Professor Studlar sets out not only to compare and contrast the political response to tobacco over the past century in these two countries, but to draw lessons from the varying experiences, to trace cross border influences, and to project future trends. Along the way, he provides ample narrative and statistical detail and a concise and useful history of tobacco measures in two countries, 10 provinces, and 50 states. He uses this historical detail not so much to tell the story of policymaking as to explore the theories that might explain it. How does tobacco get on the agenda? Who influences government? How do political institutions respond? What types of policy are adopted? How are policy ideas shared?
For the positivist advocate in search of better strategies, this book holds the promise of an evidence base from which better plans can be made. That promise is only somewhat fulfilled, as the reader comes away with a better idea of what transpired than why it happened. There is more information than insight, and not too much to guide policy makers in how to improve their political game. This is, perhaps, not so much a failure of this political scientist as the limitations of political science, even when written as gracefully and accessibly as this study.

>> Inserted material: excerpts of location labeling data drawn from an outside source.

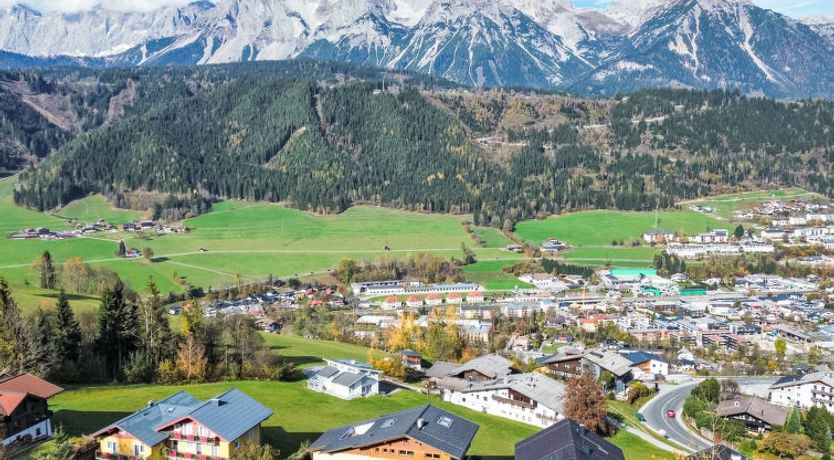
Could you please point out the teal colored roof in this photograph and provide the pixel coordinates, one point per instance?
(230, 415)
(633, 271)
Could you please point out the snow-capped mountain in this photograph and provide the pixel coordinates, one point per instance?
(719, 44)
(535, 43)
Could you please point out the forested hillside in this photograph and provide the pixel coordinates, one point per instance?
(341, 139)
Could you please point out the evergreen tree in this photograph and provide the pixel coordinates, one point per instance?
(793, 424)
(155, 338)
(47, 271)
(816, 427)
(118, 325)
(67, 336)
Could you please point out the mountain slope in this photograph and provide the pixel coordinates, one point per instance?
(545, 44)
(718, 44)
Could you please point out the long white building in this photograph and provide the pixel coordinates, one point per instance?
(805, 391)
(530, 398)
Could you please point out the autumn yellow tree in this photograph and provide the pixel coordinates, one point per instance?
(192, 361)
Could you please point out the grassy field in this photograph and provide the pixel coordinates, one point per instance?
(96, 207)
(726, 205)
(591, 233)
(305, 352)
(250, 239)
(300, 414)
(491, 275)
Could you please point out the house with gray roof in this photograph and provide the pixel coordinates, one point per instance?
(804, 391)
(531, 398)
(757, 413)
(186, 427)
(423, 432)
(487, 367)
(345, 379)
(567, 440)
(598, 361)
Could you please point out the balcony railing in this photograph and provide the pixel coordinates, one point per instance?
(514, 402)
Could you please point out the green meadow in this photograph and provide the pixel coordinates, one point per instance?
(591, 233)
(252, 240)
(95, 207)
(300, 414)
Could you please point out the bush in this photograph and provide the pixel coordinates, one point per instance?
(786, 444)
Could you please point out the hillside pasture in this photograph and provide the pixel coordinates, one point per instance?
(591, 233)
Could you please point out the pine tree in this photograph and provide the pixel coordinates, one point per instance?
(793, 424)
(155, 336)
(118, 324)
(67, 334)
(47, 268)
(816, 427)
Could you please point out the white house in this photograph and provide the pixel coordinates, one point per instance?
(715, 236)
(345, 379)
(647, 366)
(544, 281)
(530, 398)
(805, 391)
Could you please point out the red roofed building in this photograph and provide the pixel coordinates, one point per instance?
(24, 413)
(413, 301)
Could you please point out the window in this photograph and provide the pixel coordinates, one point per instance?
(445, 421)
(389, 423)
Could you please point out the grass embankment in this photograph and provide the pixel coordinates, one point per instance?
(300, 414)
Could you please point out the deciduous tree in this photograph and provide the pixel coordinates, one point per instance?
(586, 403)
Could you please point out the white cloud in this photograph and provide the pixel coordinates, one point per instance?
(82, 5)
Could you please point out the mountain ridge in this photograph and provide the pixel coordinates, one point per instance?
(551, 45)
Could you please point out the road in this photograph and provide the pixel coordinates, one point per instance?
(672, 397)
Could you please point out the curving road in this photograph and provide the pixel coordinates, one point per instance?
(672, 397)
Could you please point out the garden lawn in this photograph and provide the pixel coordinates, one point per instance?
(307, 352)
(300, 414)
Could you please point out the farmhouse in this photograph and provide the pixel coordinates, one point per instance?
(24, 412)
(658, 236)
(345, 379)
(186, 427)
(425, 432)
(567, 439)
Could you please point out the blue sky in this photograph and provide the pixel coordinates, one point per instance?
(794, 8)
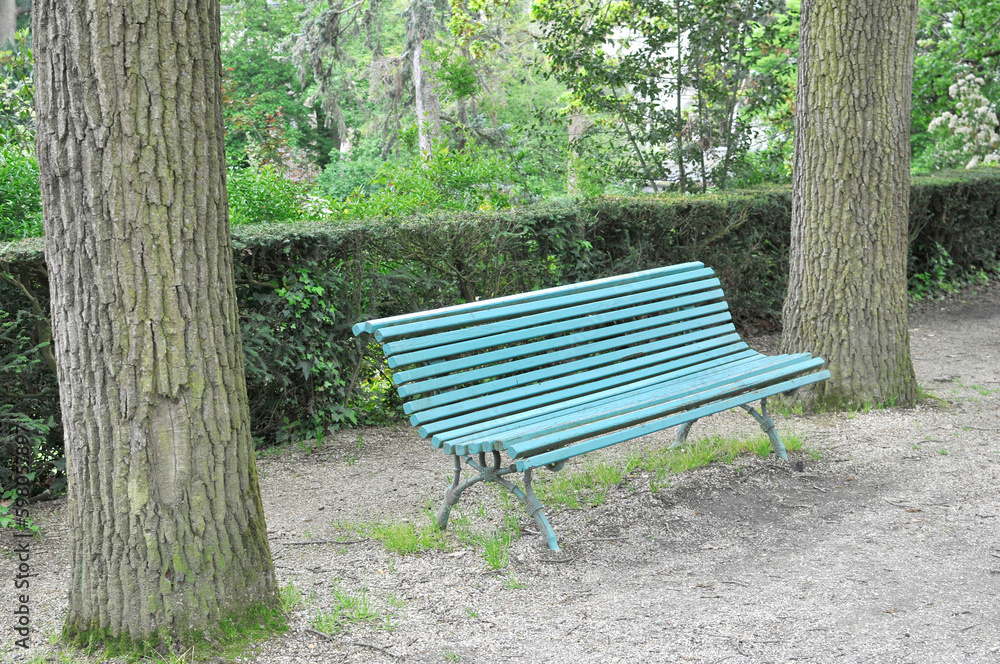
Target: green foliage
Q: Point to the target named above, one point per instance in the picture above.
(350, 608)
(474, 178)
(629, 61)
(20, 194)
(301, 286)
(969, 135)
(954, 39)
(265, 104)
(259, 194)
(17, 92)
(406, 538)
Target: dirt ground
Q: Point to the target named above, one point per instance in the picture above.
(885, 548)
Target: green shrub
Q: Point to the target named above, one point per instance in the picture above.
(301, 286)
(474, 178)
(259, 194)
(20, 195)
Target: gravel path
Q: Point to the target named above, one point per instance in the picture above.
(884, 549)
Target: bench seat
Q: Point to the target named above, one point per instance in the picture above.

“History,” they say, “is written by the victors.” Tobacco control history, it would appear from this work, is written by the advocates. In preparing this book, Professor Studlar interviewed a few dozen individuals working in tobacco control, mostly in non-governmental organisations (NGOs) or government departments. Most policy advances, it would appear he was told, can be credited to the very people he was interviewing. Perhaps the contributions of less vested participants, say a journalist or senior public servant, and less reliance on first person accounts would have provided a more robust, and perhaps more insightful, explanation of how Canada and the USA have moved forward.
Finally, given the very different approaches taken in Canada and the USA on other public issues (universal medicare, gun control, alcohol regulation, death penalty, welfare, public utilities), it is somewhat surprising that Professor Studlar assesses tobacco regulation in the USA and Canada as being headed in the same direction, with “leap-frogging” of similar measures adopted from each other. He does not explore how the differences between nations might allow for very different policy destinations. Perhaps the US tobacco companies will be litigated into bankruptcy before the first major lawsuit winds its way slowly to trial in a less litigious Canada. Perhaps cigarettes will have been totally removed from regular retail outlets (and put into liquor stores) before cigarette advertising at retail level is outlawed in the less regulated USA.
Hopefully, these and other ground-breaking initiatives will soon be the subject of an update to this helpful study.